Ejit
I’ve been writing a hybrid bytecode/just-in-time compiler for some time now, and the project is starting to be in good enough shape that I thought I might write a few words about it. Less technical post, more ’look at this cool thing I made'.
What?
A bit of theory to start with:
A just-in-time (JIT) compiler is something that generates machine code at runtime, as opposed to ahead-of-time (AOT), like most compiler you’re probably familiar with (gcc, clang, msvc, etc). JITs are typically used in scripting languages, and to a lesser extent in some scientific calculations where we only know some parameters at runtime and want to optimize based on them.
JITs are interesting because they have to balance how fast they want to generate
code versus how fast the generated code can be. Generally, the more
optimizations you do during code generation, the faster the output is, but at
the cost of compilation time. There’s a wide range of different JIT compilers
out there that target different regions of this pareto frontier, ranging from
libgccjit
and
LLVM’s ORC
at the very-slow-compiler but
incredibly-fast-code extreme to lightening
at the
other extreme. Often, projects use several tiers of compilers that span the range,
with more heavily used code being iteratively recompiled with increasingly more
heavy compilers.
There also a ‘secondary’ attribute, that being the complexity of the API. More complex JIT engines generally follow many of the same optimization strategies as heavy-duty AOT compilers, and the API can reflect that, requiring users to figure out modules, basic blocks and possibly other idiosyncracies of the implementation. These are generally not too bad once you learn them, but it can be a bit of a pain to get started.
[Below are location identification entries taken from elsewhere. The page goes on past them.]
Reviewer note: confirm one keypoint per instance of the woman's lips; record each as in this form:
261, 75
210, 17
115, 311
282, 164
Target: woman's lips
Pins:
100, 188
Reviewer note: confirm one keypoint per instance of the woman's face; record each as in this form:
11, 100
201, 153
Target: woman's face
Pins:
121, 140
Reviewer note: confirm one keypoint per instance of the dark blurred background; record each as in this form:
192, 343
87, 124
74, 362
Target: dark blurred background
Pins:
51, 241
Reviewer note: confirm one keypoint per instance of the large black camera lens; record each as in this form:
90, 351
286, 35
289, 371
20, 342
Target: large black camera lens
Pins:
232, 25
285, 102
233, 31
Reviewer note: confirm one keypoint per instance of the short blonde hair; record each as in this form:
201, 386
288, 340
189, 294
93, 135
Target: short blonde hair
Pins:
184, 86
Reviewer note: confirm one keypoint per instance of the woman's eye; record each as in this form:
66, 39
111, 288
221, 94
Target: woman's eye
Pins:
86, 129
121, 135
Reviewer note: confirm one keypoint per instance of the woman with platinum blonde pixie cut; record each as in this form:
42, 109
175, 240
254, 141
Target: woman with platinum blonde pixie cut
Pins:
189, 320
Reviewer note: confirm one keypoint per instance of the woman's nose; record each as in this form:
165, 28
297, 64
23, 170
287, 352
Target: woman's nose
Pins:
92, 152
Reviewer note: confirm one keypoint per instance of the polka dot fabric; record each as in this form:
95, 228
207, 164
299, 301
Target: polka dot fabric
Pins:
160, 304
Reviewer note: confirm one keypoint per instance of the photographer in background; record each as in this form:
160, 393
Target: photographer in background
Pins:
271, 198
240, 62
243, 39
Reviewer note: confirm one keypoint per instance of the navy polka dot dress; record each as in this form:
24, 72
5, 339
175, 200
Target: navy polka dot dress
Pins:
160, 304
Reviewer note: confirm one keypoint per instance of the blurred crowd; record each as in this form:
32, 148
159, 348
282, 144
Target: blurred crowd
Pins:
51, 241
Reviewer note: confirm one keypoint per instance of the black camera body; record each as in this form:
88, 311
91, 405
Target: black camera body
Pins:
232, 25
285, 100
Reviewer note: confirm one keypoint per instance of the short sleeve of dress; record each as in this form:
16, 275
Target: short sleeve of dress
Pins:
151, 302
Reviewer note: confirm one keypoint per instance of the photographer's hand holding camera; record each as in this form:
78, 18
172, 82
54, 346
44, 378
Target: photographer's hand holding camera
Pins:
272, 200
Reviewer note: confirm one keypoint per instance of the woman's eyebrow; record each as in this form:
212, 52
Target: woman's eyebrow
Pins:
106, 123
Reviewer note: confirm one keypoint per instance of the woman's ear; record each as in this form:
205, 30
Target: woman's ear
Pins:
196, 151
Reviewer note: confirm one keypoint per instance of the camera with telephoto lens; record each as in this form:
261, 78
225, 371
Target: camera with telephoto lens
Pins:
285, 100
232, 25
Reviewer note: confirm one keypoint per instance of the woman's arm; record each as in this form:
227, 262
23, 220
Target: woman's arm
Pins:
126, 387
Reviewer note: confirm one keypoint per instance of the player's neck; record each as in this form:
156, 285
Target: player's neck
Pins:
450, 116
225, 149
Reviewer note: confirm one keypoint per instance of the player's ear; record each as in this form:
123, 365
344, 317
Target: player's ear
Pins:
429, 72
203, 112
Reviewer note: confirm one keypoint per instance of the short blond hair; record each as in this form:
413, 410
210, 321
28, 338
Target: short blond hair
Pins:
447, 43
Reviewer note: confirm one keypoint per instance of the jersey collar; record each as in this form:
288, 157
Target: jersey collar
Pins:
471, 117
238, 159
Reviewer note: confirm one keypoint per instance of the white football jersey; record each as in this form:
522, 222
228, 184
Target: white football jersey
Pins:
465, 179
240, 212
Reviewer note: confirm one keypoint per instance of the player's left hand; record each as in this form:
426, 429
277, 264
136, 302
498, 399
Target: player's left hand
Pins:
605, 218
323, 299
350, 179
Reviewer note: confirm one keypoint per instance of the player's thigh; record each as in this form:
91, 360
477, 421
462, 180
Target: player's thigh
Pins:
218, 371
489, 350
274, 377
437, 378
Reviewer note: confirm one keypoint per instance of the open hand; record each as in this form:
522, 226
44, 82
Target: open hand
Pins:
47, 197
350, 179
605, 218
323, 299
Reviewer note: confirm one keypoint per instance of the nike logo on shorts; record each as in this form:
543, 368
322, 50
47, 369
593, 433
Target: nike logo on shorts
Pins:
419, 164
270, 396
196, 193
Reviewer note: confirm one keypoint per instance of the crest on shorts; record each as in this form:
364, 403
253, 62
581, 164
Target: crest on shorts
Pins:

I’m trying to target a niche that I don’t think is particularly well served by
any existing JIT compilers at the moment. The idea is to have an API that’s as
simple to use as possible, have very low compile times and be as portable as
possible. The target usecase is being the primary (and likely only) execution
backend for interpreted (toy) languages, essentially directly generating ejit
functions from abstract syntax trees (ASTs).
How?
ejit
(pronounced like ‘idiot’ with a deep
southern twang) is what I’ve come up with after a few failed iterations.
Essentially, I took the massively cool (though slightly poorly named)
lightening
JIT, added a bytecode
interpreter on top of it and implemented virtual registers as well as a linear
register allocator with some heuristics.
If you’re not familiar with lightening
, it was forked from the similarly named
GNU lightning
, and provides
absolutely no frills. It’s practically speaking a portable assembler, and the user is
responsible for selecting which registers to use and managing the stack, among other things.
The user even has to allocate a region of memory to write instructions into!
GNU lightning
has some simple peephole optimizations, but they were ripped out
in lightening
to increase code generation speed as much as possible.
Why?
Generally, even a poorly integrated JIT scheme will beat a good bytecode
interpreter, and the earlier a project decides to go down the JIT route, the
better the JIT integration generally is. While I
adore GNU lightning
and especially lightening
for their dedication to code generation speed above all else,
they’re not always the easiest to use, and require a bit of elbow grease to get integrated into a project
‘properly’ (some architecture-specific preprocessor magic, etc). Most projects
typically start out with a bytecode interpreter and then start gradually
compiling the bytecode down to machine code, but with ejit
I’d like to
encourage the opposite. ejit
is heavily focused on the JIT aspect, and
(hopefully) by targeting it first instead of trying to compile existing bytecode
we can get more performant, lightweight execution engines for experimental languages.
Ok, show me the code
Sure, here a simple example, the classic recursive fibonacci (slightly modified from https://metanimi.dy.fi/cgit/ejit/tree/examples/fib.c ):
struct ejit_func *compile()
{
#define NR EJIT_GPR(0)
#define RESR EJIT_GPR(1)
struct ejit_operand args[1] = {
EJIT_OPERAND_GPR(NR.r, EJIT_INT32)
};
struct ejit_func *f = ejit_create_func(EJIT_INT32, 1, args);
struct ejit_reloc recurse = ejit_bgti(f, NR, 2); /* n <= 2 */
ejit_reti(f, 1);
struct ejit_label label = ejit_label(f);
ejit_patch(f, recurse, label); /* tell branch to jump here */
/* fib(n - 1) */
ejit_subi(f, NR, NR, 1);
struct ejit_operand arg[1] = {
EJIT_OPERAND_GPR(NR.r, EJIT_INT32)
};
ejit_calli_i(f, f, 1, arg);
ejit_retval(f, RESR); /* get result */
/* fib(n - 2) */
ejit_subi(f, NR, NR, 1);
ejit_calli_i(f, f, 1, arg); /* we can reuse arg since NR now has the new value */
ejit_retval(f, NR);
ejit_addr(f, RESR, NR, NR); /* add results */
ejit_retr(f, RESR);
ejit_compile_func(f);
return f;
}
Let’s go through some features:
-
ejit_create_func(RETURN_TYPE, NARGS, ARGS)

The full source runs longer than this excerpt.